I'll give you my definition, but would really

like to hear what each of you have to say

about it, since you've been talking about

it recently, and I often find it to be an

undefined or poorly defined term.

 

My interest, by the way, is more than idle

as I'm going to be giving a talk on Daoist

Sex Magic at the conference in Rothenburg

next month.

 

For anyone who wants to join in or follow

this discussion, I suggest you begin by

looking at the word in a good dictionary.

The entry at dictionary.com is pretty good.

 

Look also at the derivation of the word.

 

It has to do with greatness.

 

It seems to me that a large part of the

definition, both denotative and connotative,

is related to explanations. If we have an

explanation for any given cause and effect

relationship, then it does not seem to be

magic. Magic appears when explanations are

not present.

 

In fact, one of the primary responses that

people tend to feel when confronted by

anything magic is to ask " How did he/she

do that? "

 

And of course the prime rule of magicians

is not to reveal how the trick is done.

 

Once a suitable explanation for how result

X obtains from cause Y is known, then the

action ceases to be considered or experienced

as magic.

 

Yet consider that virtually every explanation

that humankind has ever come up with for

the vast bulk of phenomena has been proven

by later humans to be wrong...or at least

inadequate.

 

It doesn't seem to matter if our explanations

are correct or not as long as they seem to

be correct and we accept that there is an

adequate explanation, then it is not magic...

at least not according to the " definition "
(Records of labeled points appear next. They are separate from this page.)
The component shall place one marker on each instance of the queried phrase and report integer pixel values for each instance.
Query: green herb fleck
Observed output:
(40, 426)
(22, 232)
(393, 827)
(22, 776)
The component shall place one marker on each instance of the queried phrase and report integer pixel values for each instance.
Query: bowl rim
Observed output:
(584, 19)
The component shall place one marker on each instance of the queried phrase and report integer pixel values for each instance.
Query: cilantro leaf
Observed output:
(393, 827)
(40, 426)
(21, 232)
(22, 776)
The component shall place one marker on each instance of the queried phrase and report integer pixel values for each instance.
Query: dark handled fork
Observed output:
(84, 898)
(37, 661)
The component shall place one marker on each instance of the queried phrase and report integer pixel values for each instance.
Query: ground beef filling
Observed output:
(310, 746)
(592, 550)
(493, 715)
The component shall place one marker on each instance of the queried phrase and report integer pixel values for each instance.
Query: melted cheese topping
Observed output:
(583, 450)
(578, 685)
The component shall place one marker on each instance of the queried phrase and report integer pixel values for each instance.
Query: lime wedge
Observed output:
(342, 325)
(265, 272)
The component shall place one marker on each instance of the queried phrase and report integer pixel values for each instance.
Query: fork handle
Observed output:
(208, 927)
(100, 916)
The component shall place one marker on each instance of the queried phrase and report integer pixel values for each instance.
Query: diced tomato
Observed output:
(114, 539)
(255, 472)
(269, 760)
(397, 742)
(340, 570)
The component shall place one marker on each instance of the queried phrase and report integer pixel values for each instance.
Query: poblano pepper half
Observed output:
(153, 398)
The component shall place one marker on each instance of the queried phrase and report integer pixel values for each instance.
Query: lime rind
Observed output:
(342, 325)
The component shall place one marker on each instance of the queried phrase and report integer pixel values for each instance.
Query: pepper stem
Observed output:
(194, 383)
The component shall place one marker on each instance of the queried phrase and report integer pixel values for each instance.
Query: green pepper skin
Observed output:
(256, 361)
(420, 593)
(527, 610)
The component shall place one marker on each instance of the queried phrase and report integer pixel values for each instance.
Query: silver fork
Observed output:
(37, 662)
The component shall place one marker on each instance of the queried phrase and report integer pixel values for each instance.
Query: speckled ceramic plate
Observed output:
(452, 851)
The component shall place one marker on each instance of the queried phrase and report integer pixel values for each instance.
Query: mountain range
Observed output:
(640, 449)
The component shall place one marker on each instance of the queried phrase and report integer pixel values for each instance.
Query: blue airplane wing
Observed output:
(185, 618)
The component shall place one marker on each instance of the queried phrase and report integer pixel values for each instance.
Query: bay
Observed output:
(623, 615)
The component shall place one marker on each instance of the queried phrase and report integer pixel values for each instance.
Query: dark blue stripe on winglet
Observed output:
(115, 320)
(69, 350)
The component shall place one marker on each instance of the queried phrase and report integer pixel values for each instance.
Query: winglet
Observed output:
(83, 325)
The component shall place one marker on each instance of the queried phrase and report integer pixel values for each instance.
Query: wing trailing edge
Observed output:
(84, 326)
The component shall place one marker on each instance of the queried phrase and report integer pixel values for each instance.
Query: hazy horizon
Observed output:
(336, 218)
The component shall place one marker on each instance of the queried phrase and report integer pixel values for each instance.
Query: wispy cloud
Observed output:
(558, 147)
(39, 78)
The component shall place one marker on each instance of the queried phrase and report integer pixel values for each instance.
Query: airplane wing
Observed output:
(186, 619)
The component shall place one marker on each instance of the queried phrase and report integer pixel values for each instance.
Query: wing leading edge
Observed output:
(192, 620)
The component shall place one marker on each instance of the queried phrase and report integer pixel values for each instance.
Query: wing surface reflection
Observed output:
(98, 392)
that I've suggested her. Does this change

when we take into account later generations

are almost certainly going to continue to

advance the frontiers of knowledge and to

discover that what those curious ancient

people of the late 20th and early 21st centuries

held to be the explanations of phenomena

were certainly all cockeyed nonsense?

 

Bucky Fuller defined wealth in two categories:

physical and metaphysical. Physical wealth,

he pointed out, according to the second law

of thermodynamics, can never be reduced.

Matter/energe cannot be uncreated, only

rearranged. The basic substance of things

is therefore the physical wealth of the

universe and as it appears to our understanding

now, it cannot be destroyed. [There is another

view of this, naturally enough, which anyone

interested can check out by typing the phrase

" decay of the false vacuum " into their

favorite search engine and then pouring over

the search results. But we'll leave that for

another time.]

 

Metaphysical wealth, he held, was always

increasing, as even if were to discover

today that everything we thought true

up until yesterday was wrong, we would

still know more today than yesterday

since we were now able to evaluate all

knowledge. Thus, Bucky pointed out in

his Operating Manual for Spaceship Earth

that we humans are always and inescably

becoming richer and richer, with a physical

wealth that cannot be destroyed and a

metaphysical wealth that is always increasing.

 

Does this mean that magic might someday

disappear from human experience?

 

I'm following up on this because I believe,

as you both have suggested, that magic and

medicine are closely related. I find that

traditional Chinese medicine has a particularly

intimate relationship with magic.

 

And I would sincerely like to hear people's

views on this topic, as it will help me

to focus my own thoughts for this talk

I have to give on Daoist Sex Magic.

 

Sorry if the foregoing is a bit scattered,

I could claim that the current chaos of

Beijing has rattled my already rattled

brain. Things are getting pretty strange

here as fear of SARS continues to generate

mass hysteria and curiously irrational

behavior on the part of a growing number

of individuals. But that's another story,

too. And I'll leave it at that for now.